I’m building up a membership system at the moment, taking plenty of time on each component trying to make sure everything is top notch and I’ve came to resetting the user’s password. Now the system I want is to have the user submit their email (that exists in my database), have them be sent an email with a unique reset link in it, and then once the link is clicked they’re given their new password.
NOW, I know I could quite easily create tokens in the database each time I user requests a password reset but I was wondering if anyone had another, secure method of doing this without creating a database table?
Any comments on the topic would be greatly appreciated!
It might not be what you tried to avoid, but nothing prevents you to extend your “users” table instead of creating another one, by having that unique token field and a flag whether user requested the reset or not.
However, that doesn’t defeat the point that you have a database in the game once more.
I wouldn’t try to do it without the database honestly.
On the other hand, are there any other means to reset the password - such as administrator or another super user being able to reset it?
If there’s something I dislike - it’s the resetting passwords at variety of websites / forums. You request the reset, however you forgot what email you used to register.
You finally remember WHAT email it was, but you have no idea what the login is to access it.
After you finally got to your damn inbox, hey - there’s no email!
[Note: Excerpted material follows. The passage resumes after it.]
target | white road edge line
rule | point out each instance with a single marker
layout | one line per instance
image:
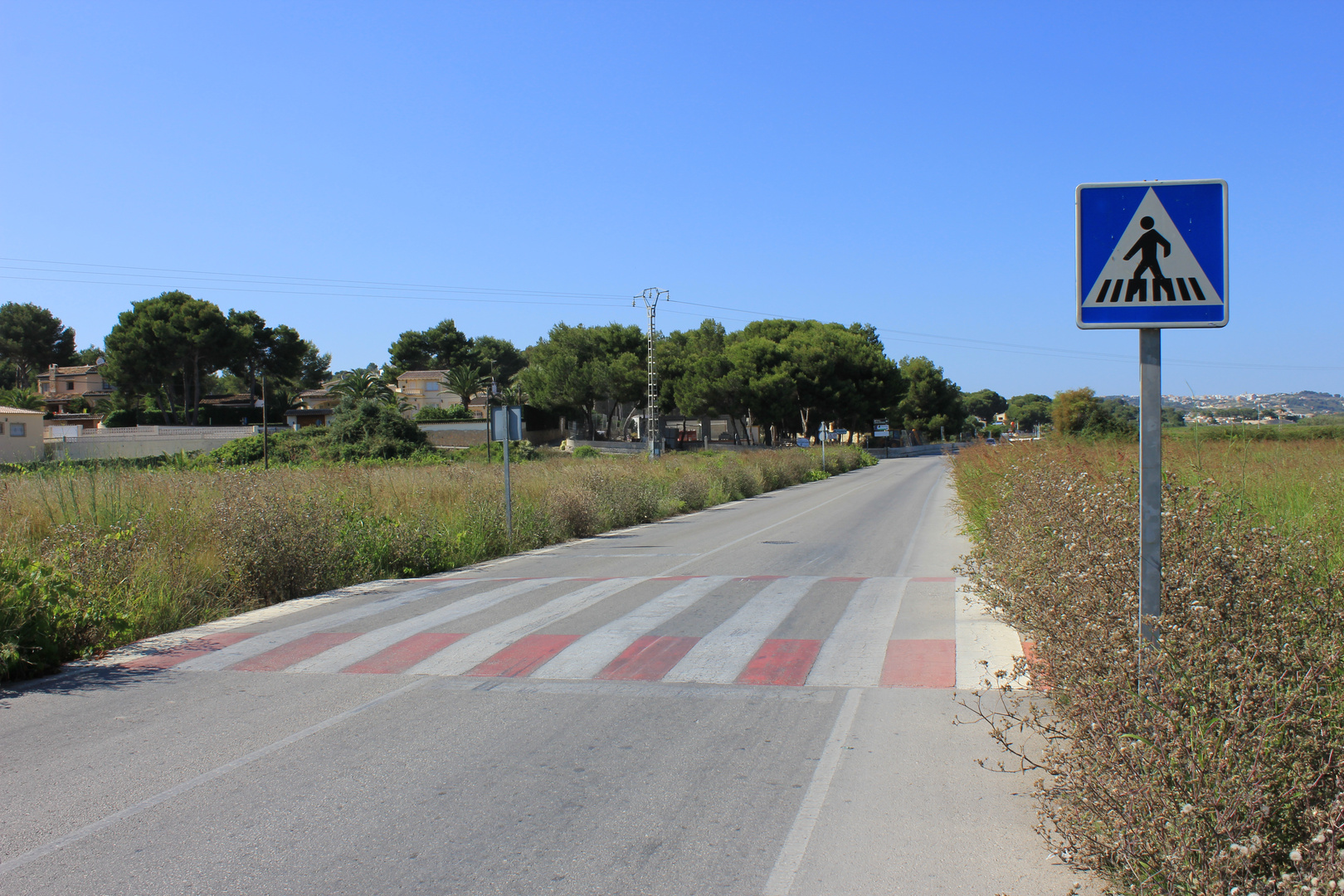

Spam filters FTW!
Or it could be that the mail server where the forementioned site/forum was had a hiccup and damn, it’s not sending any emails!
The punch line is that it takes friggin’ time, and it’s so much easier having an alternative option - or if it’s a bespoke internal application built with web technologies - who says username and password have to be used to authenticate users with the application?
I could go on, but I’ll finish with saying that I’d stick with the idea of token > email > reset password idea.